Les fêtes agraires
Ali Amahan décrit les différentes fêtes qui sont célébrées au Maroc et plus particulièrement chez les Ghoujdama dans l’Anti-Atlas. L’auteur distingue trois sortes de fêtes : les fêtes relatives aux activités agraires, les fêtes religieuses et les fêtes civiles célébrées à l’occasion des mariages et des circoncisions. Dans le cadre de cet article, il étudie les fêtes agraires parce qu’elles sont plus anciennes et parce qu’elles décrivent tout un univers social et mental en voie de disparition. La première fête appelée lmàruf (litt. aumône) est un repas collectif consommé dans un lieu sacré. Lmàruf marque l’ouverture de l’année agricole (imi n useggwas).
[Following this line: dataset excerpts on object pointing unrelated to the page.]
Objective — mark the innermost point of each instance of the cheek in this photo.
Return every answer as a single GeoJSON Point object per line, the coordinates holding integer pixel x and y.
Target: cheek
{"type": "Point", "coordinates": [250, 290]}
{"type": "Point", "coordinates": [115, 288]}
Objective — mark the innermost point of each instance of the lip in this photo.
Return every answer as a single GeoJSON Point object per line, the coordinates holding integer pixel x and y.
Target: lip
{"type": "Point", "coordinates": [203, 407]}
La deuxième fête s’appelle innayr ou îd n useggwas (janvier ou la nuit de l’an qui correspond au 13 janvier). La troisième concerne les prières de rogation de la pluie.
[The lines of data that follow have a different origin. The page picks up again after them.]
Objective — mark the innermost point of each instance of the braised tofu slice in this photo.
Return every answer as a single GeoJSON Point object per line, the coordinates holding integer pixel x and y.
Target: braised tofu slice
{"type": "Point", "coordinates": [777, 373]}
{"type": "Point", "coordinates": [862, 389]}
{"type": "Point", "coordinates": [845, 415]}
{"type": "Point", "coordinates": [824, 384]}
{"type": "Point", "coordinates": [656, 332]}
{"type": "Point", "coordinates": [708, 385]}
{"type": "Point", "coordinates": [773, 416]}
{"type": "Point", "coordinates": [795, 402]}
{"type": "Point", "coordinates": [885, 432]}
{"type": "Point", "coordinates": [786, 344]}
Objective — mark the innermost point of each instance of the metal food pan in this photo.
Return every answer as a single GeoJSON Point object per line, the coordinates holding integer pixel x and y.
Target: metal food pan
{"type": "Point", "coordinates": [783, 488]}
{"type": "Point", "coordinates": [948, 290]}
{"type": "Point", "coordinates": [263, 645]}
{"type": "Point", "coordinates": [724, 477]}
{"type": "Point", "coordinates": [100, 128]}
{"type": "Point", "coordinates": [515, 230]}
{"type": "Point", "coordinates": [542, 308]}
border l’étude des fêtes, c’est considérer d’emblée les phénomènes cycliques liés aux activités économiques, culturelles et religieuses d’une communauté. Dans la région qui nous intéresse, la fête marque le moment fort du cycle de même qu’elle peut également intervenir lors des phases critiques de l’activité, telle la fête lmàruf que l’on organise lorsque la sécheresse menace les récoltes.
La fête vient « interrompre, perturber ou violer » (pour user de l’expression de Hammoudi ), la régularité de la vie quotidienne. Disons plutôt que la fête est un rythme qui, à intervalles réguliers, rompt la monotonie du quotidien et lui confère un semblant d’harmonie. Elle marque le passage d’une phase à l’autre, d’un cycle lié à une activité donnée ou rappelle la régularité des événements ou des faits spirituels, culturels, etc.
La fête permet également de souligner à Ghoujdama, les étapes les plus importantes de la vie d’une personne : naissance, circoncision, mariage, etc. Ainsi, distingue-t-on, chez les Ghoujdama, trois sortes de fêtes : les fêtes rituelles relatives aux activités agraires, les fêtes religieuses et les fêtes « civiles » célébrées à l’occasion des mariages, circoncisions, etc.
Fêtes rituelles agraires
Ces fêtes célébrées selon le calendrier julien dit filahî (agricole), sont certainement les plus anciennes. Leur nombre varie selon l’activité agraire pratiquée dans la localité. Contrairement aux localités du nord (dans le Dir ou dans la plaine), on fête, dans les localités du sud du territoire de la tribu (hautes vallées), l’ouverture et la fermeture des pâturages.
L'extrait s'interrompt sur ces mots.